This last week has been spent nursing a well earned cold. My dad used to shout, “close the door”, over and over again, often to no avail. As kids we never did, as cold wasn’t something we felt. In fact we were always warm and running. Dad was the keeper of our warmth in winter and felt it his duty to keep living areas warm. He was the stoker of fires. It is strange how men are drawn to fire much more than women. In the period between post WW2 and pre our migration period, heating by dad was done with the help of coal in ornately decorated cast iron combustion heaters. The coal was taken up two flights of stairs in jute bags carried on the back of strong Dutch coal carriers. Mum used to put drop- sheets down from the bottom of the stairs all the way to the top and leading through a corridor to the back balcony were the coal was dumped in a small coal shed. The jute bags would be taken back empty. It was one of those yearly events in early autumn for the coming winter. My mother’s job would be to make the amount of coal last as heating was expensive. A severe winter was never welcome.
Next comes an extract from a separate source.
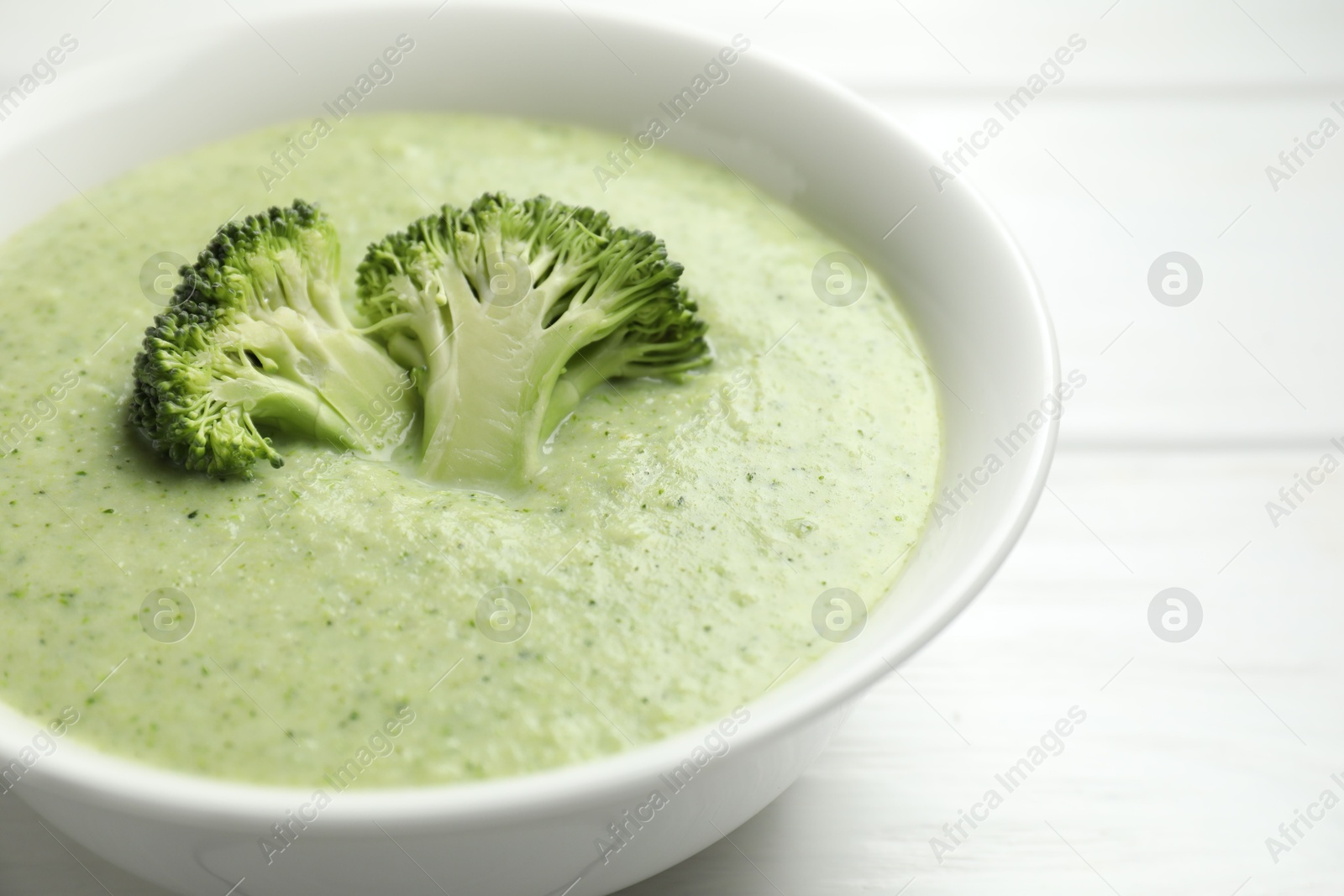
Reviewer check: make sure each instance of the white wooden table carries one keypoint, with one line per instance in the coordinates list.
(1193, 754)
These were some of my limpid flu inspired thoughts trying to make the best of the situation as well as having two of our grandchildren for a couple of days giving their mum a break. She had to work and school holidays are not easy on working mums. Both grandsons have a father born in Australia but from Croatian background. No need to dwell on its history but most will agree that the eating of chevatis always played a big role not just with Croatia but also Serbia and surrounding States, that vacillated between bloody endless wars with each other, yet never forgetting that sharing the cevaps also held promise of peace between neighbours. With that in mind and a promised barbeque made inescapable by gloriously warm weather I made my way to Woollies with grandsons hopping behind and around me, busy on IPhonic mania of which I have long given into and surrendered.
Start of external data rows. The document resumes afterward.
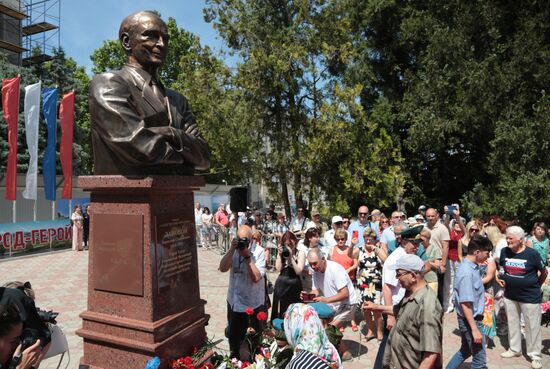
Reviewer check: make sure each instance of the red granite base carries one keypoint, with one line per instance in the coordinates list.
(143, 290)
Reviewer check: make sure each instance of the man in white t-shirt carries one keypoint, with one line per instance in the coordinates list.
(337, 222)
(440, 239)
(198, 223)
(332, 285)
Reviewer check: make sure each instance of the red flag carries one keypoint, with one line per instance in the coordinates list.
(66, 118)
(10, 104)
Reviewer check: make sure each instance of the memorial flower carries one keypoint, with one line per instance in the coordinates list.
(154, 363)
(545, 319)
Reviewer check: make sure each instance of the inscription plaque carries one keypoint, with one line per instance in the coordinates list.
(118, 253)
(174, 256)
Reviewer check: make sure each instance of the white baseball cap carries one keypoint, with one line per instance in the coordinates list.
(336, 219)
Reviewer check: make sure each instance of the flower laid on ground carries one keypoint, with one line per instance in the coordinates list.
(154, 363)
(545, 319)
(183, 363)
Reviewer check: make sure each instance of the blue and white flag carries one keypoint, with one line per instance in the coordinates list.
(49, 106)
(32, 115)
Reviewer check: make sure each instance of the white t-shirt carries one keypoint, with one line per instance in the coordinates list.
(333, 280)
(498, 248)
(388, 235)
(389, 278)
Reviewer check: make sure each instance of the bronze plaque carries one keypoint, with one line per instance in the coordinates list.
(118, 253)
(174, 254)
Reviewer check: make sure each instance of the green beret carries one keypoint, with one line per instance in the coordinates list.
(280, 335)
(412, 233)
(323, 310)
(278, 324)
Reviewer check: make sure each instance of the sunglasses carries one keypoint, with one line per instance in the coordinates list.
(399, 274)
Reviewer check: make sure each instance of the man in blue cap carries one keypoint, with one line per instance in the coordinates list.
(326, 313)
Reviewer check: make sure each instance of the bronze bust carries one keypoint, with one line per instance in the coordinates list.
(139, 127)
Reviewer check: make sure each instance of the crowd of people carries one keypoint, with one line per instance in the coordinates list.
(400, 274)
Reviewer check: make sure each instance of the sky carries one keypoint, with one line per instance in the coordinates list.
(85, 24)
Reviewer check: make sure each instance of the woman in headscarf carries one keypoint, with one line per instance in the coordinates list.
(306, 335)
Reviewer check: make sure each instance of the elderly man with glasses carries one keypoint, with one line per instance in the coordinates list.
(361, 224)
(415, 341)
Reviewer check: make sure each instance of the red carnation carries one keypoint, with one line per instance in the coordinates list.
(188, 361)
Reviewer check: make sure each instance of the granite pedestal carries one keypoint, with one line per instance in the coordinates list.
(143, 291)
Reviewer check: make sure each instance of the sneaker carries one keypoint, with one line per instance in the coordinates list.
(509, 354)
(346, 356)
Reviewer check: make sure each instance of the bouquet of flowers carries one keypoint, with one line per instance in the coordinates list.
(545, 307)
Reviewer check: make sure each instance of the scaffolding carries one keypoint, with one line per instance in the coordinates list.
(29, 30)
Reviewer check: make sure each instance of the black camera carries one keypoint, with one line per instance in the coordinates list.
(47, 316)
(31, 335)
(285, 253)
(242, 243)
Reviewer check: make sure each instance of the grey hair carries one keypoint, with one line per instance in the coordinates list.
(315, 251)
(515, 231)
(401, 226)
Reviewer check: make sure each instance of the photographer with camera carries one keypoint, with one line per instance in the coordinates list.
(34, 328)
(13, 355)
(245, 261)
(290, 264)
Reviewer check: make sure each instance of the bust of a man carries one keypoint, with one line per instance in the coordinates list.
(139, 127)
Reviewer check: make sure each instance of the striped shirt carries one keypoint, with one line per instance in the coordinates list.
(307, 360)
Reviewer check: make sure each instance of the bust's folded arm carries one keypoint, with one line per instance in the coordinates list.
(189, 142)
(120, 128)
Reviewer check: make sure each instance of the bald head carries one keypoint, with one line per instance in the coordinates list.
(130, 23)
(244, 232)
(144, 38)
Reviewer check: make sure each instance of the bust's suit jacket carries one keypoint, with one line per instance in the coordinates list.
(133, 131)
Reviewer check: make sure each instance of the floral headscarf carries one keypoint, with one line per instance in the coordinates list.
(304, 331)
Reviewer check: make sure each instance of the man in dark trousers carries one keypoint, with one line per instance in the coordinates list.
(469, 300)
(139, 127)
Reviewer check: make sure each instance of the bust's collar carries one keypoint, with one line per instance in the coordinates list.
(141, 74)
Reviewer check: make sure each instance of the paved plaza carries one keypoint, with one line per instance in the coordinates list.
(61, 282)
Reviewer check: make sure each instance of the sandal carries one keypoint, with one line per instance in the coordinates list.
(368, 338)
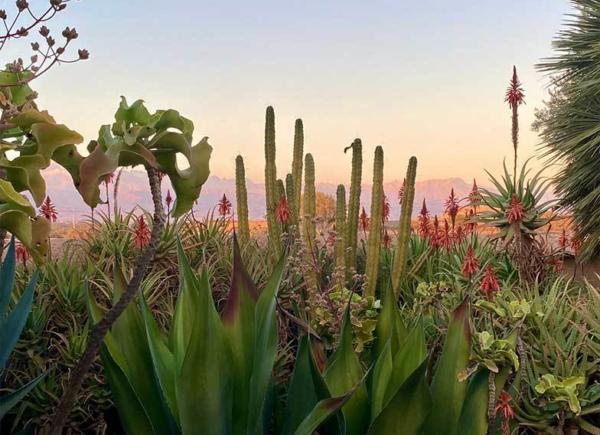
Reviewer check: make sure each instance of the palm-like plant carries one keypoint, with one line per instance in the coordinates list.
(569, 124)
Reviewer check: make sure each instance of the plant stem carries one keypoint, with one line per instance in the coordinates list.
(104, 325)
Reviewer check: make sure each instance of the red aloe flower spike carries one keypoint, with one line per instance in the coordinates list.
(423, 220)
(515, 211)
(224, 206)
(470, 263)
(503, 406)
(563, 241)
(282, 211)
(22, 254)
(141, 234)
(387, 239)
(452, 207)
(48, 210)
(489, 284)
(363, 220)
(401, 192)
(514, 94)
(169, 199)
(385, 215)
(474, 196)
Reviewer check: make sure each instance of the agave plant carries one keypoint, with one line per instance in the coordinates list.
(11, 325)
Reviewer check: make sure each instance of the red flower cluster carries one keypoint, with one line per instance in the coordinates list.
(363, 220)
(515, 211)
(489, 284)
(503, 406)
(282, 211)
(452, 207)
(224, 206)
(141, 234)
(470, 263)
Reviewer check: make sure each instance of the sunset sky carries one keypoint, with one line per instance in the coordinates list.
(424, 78)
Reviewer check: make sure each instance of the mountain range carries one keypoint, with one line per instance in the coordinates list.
(133, 191)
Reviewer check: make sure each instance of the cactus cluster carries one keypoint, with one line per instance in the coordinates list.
(404, 228)
(241, 195)
(375, 225)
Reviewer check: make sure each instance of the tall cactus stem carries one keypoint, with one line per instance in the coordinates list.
(340, 227)
(271, 185)
(353, 207)
(375, 224)
(297, 161)
(404, 227)
(241, 195)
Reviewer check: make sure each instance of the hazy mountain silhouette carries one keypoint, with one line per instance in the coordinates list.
(133, 191)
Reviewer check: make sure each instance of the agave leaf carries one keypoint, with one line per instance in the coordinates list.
(408, 409)
(447, 391)
(343, 372)
(8, 401)
(265, 348)
(202, 383)
(238, 318)
(12, 325)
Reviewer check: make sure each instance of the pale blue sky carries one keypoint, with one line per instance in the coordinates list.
(419, 77)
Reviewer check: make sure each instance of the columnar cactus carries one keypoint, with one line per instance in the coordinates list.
(340, 227)
(297, 167)
(375, 224)
(404, 227)
(309, 224)
(290, 193)
(353, 206)
(271, 184)
(241, 195)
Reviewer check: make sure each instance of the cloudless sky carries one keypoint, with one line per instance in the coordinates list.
(419, 77)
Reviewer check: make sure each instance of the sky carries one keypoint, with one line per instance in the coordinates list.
(424, 78)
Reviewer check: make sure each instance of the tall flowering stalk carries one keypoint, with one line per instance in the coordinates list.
(515, 97)
(224, 206)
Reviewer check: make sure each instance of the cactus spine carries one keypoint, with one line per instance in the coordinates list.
(375, 224)
(340, 227)
(404, 228)
(310, 229)
(353, 206)
(271, 184)
(297, 168)
(241, 195)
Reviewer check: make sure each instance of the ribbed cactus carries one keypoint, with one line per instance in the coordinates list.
(271, 184)
(353, 206)
(340, 227)
(404, 228)
(241, 195)
(309, 224)
(297, 167)
(290, 194)
(375, 224)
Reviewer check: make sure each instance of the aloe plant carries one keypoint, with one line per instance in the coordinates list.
(11, 325)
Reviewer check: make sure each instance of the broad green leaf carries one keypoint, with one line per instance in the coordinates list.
(408, 409)
(342, 374)
(447, 391)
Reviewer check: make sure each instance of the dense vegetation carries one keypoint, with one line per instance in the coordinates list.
(345, 322)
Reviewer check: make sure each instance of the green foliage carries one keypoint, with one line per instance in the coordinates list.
(569, 127)
(375, 224)
(12, 323)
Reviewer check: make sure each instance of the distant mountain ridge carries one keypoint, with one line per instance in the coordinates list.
(133, 191)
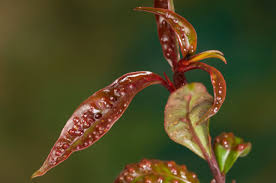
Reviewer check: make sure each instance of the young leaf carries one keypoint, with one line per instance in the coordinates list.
(207, 54)
(228, 148)
(96, 115)
(184, 108)
(184, 31)
(156, 171)
(166, 34)
(218, 82)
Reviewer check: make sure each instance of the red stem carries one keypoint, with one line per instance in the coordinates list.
(211, 159)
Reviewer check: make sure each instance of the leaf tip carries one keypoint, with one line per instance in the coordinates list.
(139, 8)
(37, 173)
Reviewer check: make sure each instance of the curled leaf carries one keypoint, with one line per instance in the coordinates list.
(207, 54)
(166, 34)
(184, 31)
(184, 108)
(156, 171)
(228, 148)
(96, 115)
(218, 82)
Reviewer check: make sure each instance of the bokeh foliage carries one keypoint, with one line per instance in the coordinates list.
(55, 53)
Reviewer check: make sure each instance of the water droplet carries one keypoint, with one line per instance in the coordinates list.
(85, 144)
(72, 132)
(112, 98)
(98, 115)
(76, 119)
(215, 109)
(164, 38)
(65, 146)
(122, 93)
(175, 21)
(58, 153)
(86, 124)
(173, 171)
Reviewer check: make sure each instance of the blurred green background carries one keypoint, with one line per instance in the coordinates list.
(55, 53)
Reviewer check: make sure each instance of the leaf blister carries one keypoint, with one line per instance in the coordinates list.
(96, 115)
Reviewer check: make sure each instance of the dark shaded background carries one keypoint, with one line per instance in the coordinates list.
(55, 53)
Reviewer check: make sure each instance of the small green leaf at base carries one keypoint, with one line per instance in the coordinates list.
(228, 148)
(156, 171)
(184, 109)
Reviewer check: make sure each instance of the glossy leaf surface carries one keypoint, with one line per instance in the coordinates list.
(228, 148)
(184, 31)
(207, 54)
(156, 171)
(96, 115)
(166, 34)
(218, 82)
(184, 109)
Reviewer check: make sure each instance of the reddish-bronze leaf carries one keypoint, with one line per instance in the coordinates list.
(96, 115)
(207, 54)
(218, 82)
(166, 34)
(184, 31)
(156, 171)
I love the Super market’s somewhat hidden counter proudly displaying the items ‘close to out of date’ and spotted a packet of twelve cevaps for just $ 5.75 reduced from $7.85 and still two days left till being be a bit off or rotten. I bought them quickly and after buying a loaf of white sandwich bread rushed home. The kids were ravenous and probably ready to eat anything irrespective of any dates. The rugged Croatian blood line and the frugal Dutch a perfect combination. I pointed out to grandsons that we should be so happy to have rescued those almost out of date cevaps from getting thrown out. Many in this world go hungry, why waste food at all?
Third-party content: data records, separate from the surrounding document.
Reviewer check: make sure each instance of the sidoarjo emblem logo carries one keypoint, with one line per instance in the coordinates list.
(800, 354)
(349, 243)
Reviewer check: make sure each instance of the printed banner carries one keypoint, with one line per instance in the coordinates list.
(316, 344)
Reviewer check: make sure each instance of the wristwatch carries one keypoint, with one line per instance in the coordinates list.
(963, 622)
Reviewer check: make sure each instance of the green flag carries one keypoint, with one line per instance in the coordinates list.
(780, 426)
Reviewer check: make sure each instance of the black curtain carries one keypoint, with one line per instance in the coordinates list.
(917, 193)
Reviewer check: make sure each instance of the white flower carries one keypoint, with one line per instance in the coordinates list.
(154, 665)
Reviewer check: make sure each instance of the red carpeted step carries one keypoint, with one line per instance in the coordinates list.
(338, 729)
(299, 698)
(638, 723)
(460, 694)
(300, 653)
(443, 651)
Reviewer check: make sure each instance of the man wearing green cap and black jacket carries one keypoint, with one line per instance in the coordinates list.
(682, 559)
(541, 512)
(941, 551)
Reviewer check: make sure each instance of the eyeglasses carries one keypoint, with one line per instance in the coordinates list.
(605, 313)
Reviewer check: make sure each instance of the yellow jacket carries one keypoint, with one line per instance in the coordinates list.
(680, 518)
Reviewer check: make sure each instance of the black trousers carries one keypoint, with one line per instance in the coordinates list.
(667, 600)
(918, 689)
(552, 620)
Thomas looked a bit serious after that little sermon. He could well end up telling his mum to go and loiter around the ‘out of date’ food items, which might be a good thing apart from saving money. I lit the barbeque and all twelve but one of the cevaps were packet between the white bread and eaten quickly. My flu symptoms were pushed in the background by the show of grandsons concentrated enthusiasm for their, no doubt inherited love, for the Croatian cevaps. It was a joy to watch. Next morning it was always going to be pancakes. I mentioned many posts ago about having an inscription; ‘Here rests a good Opa, he made very fine pan-cakes and loved bargains.’ For those that wondered about the twelfth cevaps, that was given to Milo.